OPNsense Forum

Archive => 18.7 Legacy Series => Topic started by: eugenmayer on December 08, 2018, 07:02:24 pm

Title: Suddenly (every week) unresponsive opnsense box - cold reboot needed
Post by: eugenmayer on December 08, 2018, 07:02:24 pm
Hello,

fighting this for some time already now and i am really out of ideas.

Setup
- I have about 5 KVM based OPNsense boxes, 1 AWS and 2 apu2c2 boxes. (18.7.8)
- Those 5 KVM boxes are basically identical, running: DHCP, Unbound, OpenVPN, Tinc, HAproxy, ACME (18.7.8)
- 1 AWS is running DHCP, Unbound, OpenVPN, HAproxy, ACME, webproxy (18.1 latest)

Problem
2 of those 5 AWS keep stalling on Saturday every single week ( for 5 and more weeks no). Right now its always the same boxes, it used to be randomly for those 5.

The AWS box seems to stall every week, also Saturday.

What i mean by "stall":
it seems some traffic is still passing through the OPNsense box it looks like NAT is still working as also stateful connections. It seems like the boxes behind OPNsense though cannot access WAN anylonger (outbound issue?)

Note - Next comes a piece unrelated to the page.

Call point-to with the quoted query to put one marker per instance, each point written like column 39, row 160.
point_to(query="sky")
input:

Also i cannot connect using SSH or terminal, in both cases i can enter the user, but then instead of asking for the password - it just "hangs" there.

What i deducted
For several weeks now, after i detected that the auto-upgrade did not work and they are stuck at 18.7.4, i upgraded them to 18.7.7 ( then .8 ). Now always the same get stuck. I suspected that it is the upgrade so i deactivated the upgrade cron tasks - but this week no update was available, still those 2 stalled and the AWS box.

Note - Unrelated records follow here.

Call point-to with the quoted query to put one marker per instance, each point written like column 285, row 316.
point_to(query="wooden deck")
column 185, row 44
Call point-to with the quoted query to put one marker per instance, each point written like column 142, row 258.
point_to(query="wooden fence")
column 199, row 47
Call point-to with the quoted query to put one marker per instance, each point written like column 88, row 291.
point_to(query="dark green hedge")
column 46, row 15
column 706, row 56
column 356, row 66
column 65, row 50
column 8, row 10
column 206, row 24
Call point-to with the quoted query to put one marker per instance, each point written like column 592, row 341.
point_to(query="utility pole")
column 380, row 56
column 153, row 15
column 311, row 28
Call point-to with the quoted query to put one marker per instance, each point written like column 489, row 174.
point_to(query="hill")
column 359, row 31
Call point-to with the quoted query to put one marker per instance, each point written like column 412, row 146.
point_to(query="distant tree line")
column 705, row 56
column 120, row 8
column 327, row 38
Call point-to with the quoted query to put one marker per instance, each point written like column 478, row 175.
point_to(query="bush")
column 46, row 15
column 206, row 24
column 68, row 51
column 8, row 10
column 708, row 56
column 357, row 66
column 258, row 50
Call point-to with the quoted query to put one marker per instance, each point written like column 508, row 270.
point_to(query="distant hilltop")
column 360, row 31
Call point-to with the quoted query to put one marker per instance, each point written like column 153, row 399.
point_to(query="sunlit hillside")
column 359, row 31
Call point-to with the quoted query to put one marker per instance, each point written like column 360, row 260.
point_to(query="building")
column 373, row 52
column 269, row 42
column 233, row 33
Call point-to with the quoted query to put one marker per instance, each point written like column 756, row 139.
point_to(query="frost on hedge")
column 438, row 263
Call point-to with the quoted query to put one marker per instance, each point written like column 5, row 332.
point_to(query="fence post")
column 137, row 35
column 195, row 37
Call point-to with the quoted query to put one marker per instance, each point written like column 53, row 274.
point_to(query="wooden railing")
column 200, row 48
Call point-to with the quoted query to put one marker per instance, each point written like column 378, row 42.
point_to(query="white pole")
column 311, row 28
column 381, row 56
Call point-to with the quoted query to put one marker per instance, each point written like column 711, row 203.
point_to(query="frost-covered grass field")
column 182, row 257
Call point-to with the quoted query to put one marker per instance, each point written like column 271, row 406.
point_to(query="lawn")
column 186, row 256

I also suspected the KVM boxes to "stall" on proxmox backups, i disabled them but that did not help either. Also since the AWS box is not backup using that at all, i expect that was not the right assumption anyway.

Also, 18.1 and 18.7 boxes are affected by this  - host on totally different hypervisors (AWS/kvm proxmox).

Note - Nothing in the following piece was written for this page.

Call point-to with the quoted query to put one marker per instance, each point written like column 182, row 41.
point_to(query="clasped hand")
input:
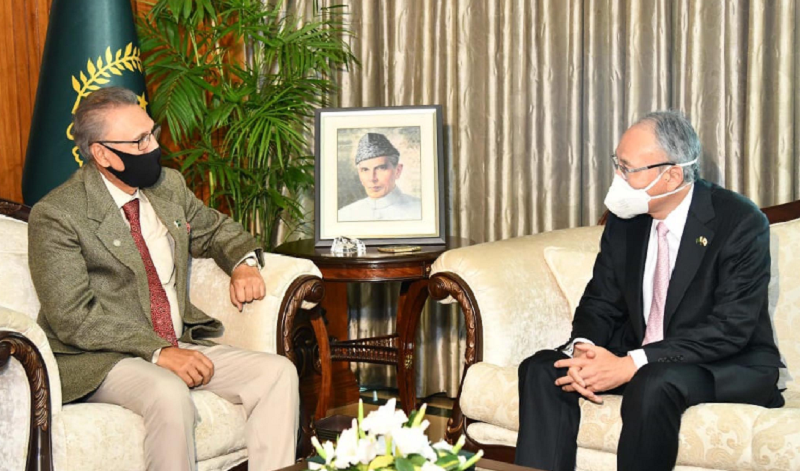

While the KVM boxes have about a every similar duty, the AWS box is rather different, still affected.


Help
Could anyway help me getting to the bottom of this - this becomes a real blocker for me in a sense that i might also consider to migrate away if i cannot solve this at all at some point.

If i can get any logs or can let the boxes log additional things while stale out, let me know. Maybe some rrd graph could be interesting or whatever, let me know. Thanks!
Title: Re: Suddenly (every week) unresponsive opnsense box - cold reboot needed
Post by: eugenmayer on December 08, 2018, 07:20:35 pm
Maybe some stats, i run an external uptime tracker so i have at least some timings of when the boxes are going down for now - at least fully for the AWS box ( see screenshot )

It seems like the "every 2 weeks is not perfectly right, seems like it was ok for e.g. nearly 1 month now, then crashed.

The pattern for the KVM boxes is 100% predictable though, every week, on saturday.

---

Also something interesting, out of those 5 KVM boxes, only 2 run HAproxy - those 2 which are crashing. Also i migrated away from HAproxy on the other 3 and it seems like this might be the reason they stopped crashing.

The AWS box has HAproxy too - also crashing.

---

Could that be HAproxy related or maybe something with the ACME plugin which runs a companion there? Not sure, do not want to misguide, but it seems like an interesting pattern here.

 - when do the ACME task run usually? ( the one in cron are rather daily )
 - are there any HAproxy related tasks?